Magdeburg. In einem hart geführten Spiel in der Mitteldeutschen Oberliga verloren die Handballerinnen des BSV 93 beim Dauerrivalen TSV Niederndodeleben mit 25 : 29 ( 14 : 11 ) Toren.

Dabei waren die Voraussetzungen für einen BSV-Sieg oder zumindest einen Punktgewinn nicht schlecht. Bis auf die Dauerverletzte Jana Fritz waren alle anderen Spielerinnen des BSV-Kaders an Bord.

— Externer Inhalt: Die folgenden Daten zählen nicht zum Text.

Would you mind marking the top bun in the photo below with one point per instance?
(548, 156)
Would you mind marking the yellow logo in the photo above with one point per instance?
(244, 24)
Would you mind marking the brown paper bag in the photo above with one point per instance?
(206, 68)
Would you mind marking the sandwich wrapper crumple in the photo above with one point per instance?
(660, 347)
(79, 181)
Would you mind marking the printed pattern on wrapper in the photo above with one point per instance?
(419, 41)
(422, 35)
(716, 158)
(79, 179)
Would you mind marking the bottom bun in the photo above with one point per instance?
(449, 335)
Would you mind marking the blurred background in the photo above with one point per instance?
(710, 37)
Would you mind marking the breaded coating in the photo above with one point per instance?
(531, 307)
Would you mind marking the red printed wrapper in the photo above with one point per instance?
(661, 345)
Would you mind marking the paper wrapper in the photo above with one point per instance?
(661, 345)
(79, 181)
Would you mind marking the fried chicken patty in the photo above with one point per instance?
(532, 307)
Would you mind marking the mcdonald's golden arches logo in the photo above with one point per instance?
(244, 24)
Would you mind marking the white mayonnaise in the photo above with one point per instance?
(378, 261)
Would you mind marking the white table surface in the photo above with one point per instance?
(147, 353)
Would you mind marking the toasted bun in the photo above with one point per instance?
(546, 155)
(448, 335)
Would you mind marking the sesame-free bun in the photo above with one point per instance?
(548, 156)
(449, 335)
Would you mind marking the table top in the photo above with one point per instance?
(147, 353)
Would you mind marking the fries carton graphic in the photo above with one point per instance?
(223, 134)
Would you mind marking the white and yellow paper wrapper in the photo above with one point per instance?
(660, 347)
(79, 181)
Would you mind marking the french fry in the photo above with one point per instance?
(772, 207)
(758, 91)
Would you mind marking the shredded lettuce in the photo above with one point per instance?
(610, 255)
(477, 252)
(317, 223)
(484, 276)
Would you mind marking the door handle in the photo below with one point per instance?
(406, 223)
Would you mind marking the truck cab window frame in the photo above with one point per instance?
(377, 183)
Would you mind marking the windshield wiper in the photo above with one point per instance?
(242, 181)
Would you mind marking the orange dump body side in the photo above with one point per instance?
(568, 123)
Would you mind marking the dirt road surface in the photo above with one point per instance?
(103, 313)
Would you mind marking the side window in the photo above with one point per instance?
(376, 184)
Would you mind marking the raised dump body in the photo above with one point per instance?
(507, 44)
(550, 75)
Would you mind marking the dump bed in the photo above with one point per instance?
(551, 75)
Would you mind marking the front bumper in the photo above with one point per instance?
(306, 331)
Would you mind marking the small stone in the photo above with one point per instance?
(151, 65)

Das Spiel verlief zu Beginn, wie es sich BSV-Trainer Jens Ziegler vorgestellt hatte. Aus einer sicheren Abwehr heraus schaltete der Gast schnell in den Angriff um. Bereits nach sechs Minuten mussten die Gastgeberinnen beim Stand von 5 : 1 ihre Auszeit nehmen.

Die angedachten Veränderungen zeigten aber nicht gleich den gewollten Effekt. Magdeburg spielte konzentriert und flüssig weiter. Ab Mitte der ersten Halbzeit ließen die BSVSpielerinnen aber etwas nach. Vor allem im Angriff fehlte jetzt die notwendige Abgeklärtheit. So kämpften sich das gastgebende Team immer mehr heran.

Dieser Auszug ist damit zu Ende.